Однажды, вернувшись домой из школы (шел 1955/1956 год), я застала у нас двух незнакомых мне людей. Муж и жена оказались друзьями отца. Из разговоров во время ужина я поняла, что они были реабилитированы и только что приехали в Ленинград после ссылки из города Бугульма. Он просидел двадцать лет, в ссылке женился. Посадили его совсем юношей в 36-м году, причин было много собирались вместе, говорили об искусстве и религии, а еще он был, в силу происхождения, записан в третью "Бархатную книгу". Я запомнила его моложавость и светящиеся глаза; несмотря на проведенные годы в лагерях, было чувство, что жизнь его только начинается. В тридцатые годы они вместе с моим отцом учились в Академии художеств, но А. Б. так и не удалось закончить образование.
Мой отец был рад гостям, растерян и суетился вокруг стола, угощая друзей и подливая в рюмочки водку. Из разговоров я поняла, что папа и мама "пропишут" своих друзей в нашей квартире для улаживания всяческих паспортно-квартирных формальностей, для спокойного начала их новой жизни.
Сейчас уже не помню точно, в этот или в другой день его товарищ принес нам прочитать в самиздате "Теркин на том свете" Твардовского. Отец читал маме вслух целые куски, много смеялся, было общее чувство радости. Но, вот, отец кончил чтение, подошел к печке-колонке, которая стояла у нас в ванной, и сжег листик за листиком всю поэму. Я отчетливо помню свою неловкость за отца, стыд перед его другом. Я почему-то заплакала, глядя на сгорающие листки.

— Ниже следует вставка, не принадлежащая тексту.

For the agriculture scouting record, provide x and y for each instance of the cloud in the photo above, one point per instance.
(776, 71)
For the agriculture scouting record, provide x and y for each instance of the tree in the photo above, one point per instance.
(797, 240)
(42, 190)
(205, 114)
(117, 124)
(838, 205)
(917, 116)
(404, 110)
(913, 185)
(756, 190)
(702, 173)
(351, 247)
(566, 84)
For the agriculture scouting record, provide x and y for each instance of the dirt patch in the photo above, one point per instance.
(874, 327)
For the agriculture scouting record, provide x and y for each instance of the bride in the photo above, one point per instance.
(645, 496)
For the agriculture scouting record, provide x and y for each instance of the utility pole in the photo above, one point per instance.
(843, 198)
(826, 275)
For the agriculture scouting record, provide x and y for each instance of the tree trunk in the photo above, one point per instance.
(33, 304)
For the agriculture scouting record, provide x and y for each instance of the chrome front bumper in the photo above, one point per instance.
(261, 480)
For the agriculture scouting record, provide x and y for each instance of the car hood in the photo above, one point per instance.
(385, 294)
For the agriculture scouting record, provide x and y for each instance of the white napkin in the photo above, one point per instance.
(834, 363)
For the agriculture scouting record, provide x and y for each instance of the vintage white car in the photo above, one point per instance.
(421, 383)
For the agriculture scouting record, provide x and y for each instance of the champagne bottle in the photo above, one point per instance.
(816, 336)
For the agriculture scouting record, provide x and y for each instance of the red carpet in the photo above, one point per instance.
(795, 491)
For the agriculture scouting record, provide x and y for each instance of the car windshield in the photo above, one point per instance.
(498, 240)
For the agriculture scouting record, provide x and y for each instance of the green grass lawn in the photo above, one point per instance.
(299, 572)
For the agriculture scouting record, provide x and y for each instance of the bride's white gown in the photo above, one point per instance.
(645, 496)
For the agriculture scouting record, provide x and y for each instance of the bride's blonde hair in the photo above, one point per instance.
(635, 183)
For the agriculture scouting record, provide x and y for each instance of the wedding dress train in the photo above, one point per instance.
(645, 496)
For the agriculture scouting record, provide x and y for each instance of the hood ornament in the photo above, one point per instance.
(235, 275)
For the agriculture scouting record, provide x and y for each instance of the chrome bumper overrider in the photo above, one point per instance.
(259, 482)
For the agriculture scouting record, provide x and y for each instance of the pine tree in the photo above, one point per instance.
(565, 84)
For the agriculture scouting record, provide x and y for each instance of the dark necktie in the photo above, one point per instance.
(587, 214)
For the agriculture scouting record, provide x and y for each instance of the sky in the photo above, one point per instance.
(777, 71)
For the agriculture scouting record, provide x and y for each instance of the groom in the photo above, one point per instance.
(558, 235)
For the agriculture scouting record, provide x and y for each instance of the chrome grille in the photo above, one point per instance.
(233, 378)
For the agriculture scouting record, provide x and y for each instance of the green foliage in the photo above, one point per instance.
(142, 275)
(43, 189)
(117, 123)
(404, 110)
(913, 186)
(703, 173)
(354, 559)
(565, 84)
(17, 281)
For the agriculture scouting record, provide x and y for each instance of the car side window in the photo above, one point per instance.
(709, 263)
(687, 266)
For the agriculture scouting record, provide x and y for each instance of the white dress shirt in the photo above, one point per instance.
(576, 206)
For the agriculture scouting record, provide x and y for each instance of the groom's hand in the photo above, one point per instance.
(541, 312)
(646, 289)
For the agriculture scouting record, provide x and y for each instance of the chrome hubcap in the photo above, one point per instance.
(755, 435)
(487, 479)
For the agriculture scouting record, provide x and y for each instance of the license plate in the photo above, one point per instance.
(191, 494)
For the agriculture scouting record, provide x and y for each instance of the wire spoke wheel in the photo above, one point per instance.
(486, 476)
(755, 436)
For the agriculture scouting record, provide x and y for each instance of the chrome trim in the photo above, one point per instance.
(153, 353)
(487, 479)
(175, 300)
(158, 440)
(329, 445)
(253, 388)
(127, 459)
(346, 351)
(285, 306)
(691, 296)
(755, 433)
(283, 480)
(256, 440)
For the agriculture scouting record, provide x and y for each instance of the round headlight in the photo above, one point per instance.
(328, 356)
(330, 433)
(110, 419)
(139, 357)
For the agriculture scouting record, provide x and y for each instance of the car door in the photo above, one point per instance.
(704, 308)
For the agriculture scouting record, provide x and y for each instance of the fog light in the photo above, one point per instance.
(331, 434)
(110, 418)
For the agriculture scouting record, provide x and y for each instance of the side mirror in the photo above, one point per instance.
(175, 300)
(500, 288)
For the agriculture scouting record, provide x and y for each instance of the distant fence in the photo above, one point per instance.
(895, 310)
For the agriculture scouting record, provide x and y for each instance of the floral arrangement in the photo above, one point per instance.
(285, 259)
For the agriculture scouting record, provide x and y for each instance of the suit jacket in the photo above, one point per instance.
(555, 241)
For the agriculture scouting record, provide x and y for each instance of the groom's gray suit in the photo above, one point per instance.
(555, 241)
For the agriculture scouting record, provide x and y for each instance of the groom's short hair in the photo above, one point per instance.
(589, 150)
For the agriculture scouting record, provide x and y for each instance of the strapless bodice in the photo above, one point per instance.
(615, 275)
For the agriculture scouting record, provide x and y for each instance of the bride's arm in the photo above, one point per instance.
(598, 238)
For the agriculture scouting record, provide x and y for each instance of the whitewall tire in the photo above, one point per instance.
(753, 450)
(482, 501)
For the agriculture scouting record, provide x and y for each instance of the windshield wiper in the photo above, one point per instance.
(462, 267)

Уже с тринадцати лет я стала рисовать, и отец меня в этом очень поддержал. В 1947 году он закончил Академию художеств, дипломной работой его были замечательно исполненные иллюстрации к "Медному всаднику". (Впоследствии они были напечатаны в полном собрании сочинений А. С. П.) Рисовальщик и живописец папа был прекрасный, а главное, что он был наделен даром творческим, а не просто способностью реалистически копировать натуру. То, что он был еще хорошим актером и певцом, помогало ему в будущем преображать и развивать свое ремесло художника. Учился он всю жизнь и меня учил этому. К концу пятидесятых годов из правоверных соцреалистов, рисовавших "сухой кистью" рабочих, сталеваров, колхозниц и даже Сталина, он превратился в абстракциониста. В нем произошел серьезный перелом, и он, что называется, опять "засел за тетради". Я помню, как он брал меня с собой в Эрмитаж (на третий этаж), где вновь после долгого перерыва открыли залы с Пикассо, Сезанном, Матиссом, Гогеном и импрессионистами.
"Третий этаж" был настоящим событием. Еще один глоток свободы, люди приходили отдышаться в этих залах, поспорить, иногда до крика и оскорблений в адрес выставленных невинных полотен. Папа приводил меня сюда каждую неделю, объяснял, молчал, подолгу сидел в залах, делая для себя зарисовки и записи в маленьком альбоме.
Первое и неизгладимое впечатление для меня - это Матисс (весь!) и Ван Гог (его "Куст"). Видимо, все увиденное на "третьем этаже" было так красиво, так необыкновенно, свободно и правдиво, что меня стало туда тянуть как магнитом. Если бабушка окунула меня в звуки музыки и театра, то отец открыл мне мир современной живописи, музея, библиотеки. Я ходила в Эрмитаж чуть ли не по три раза в неделю, сидела и завороженно смотрела, ну и невольно слушала высказывания некоторых посетителей, в двубортных шевиотовых костюмах, по поводу всего "безобразия, понавешенного" в этих залах.
Редкий зритель был внимателен к этим произведениям, но таких посетителей становилось все больше и больше. Хрущевская "оттепель" давала о себе знать, страх постепенно отступал, было ощущение, что прорвалась плотина и уж теперь ничем этот поток не остановить. Люди возвращались из лагерей и ссылок, ощущение легкости, счастья общения и новой жизни витало в воздухе.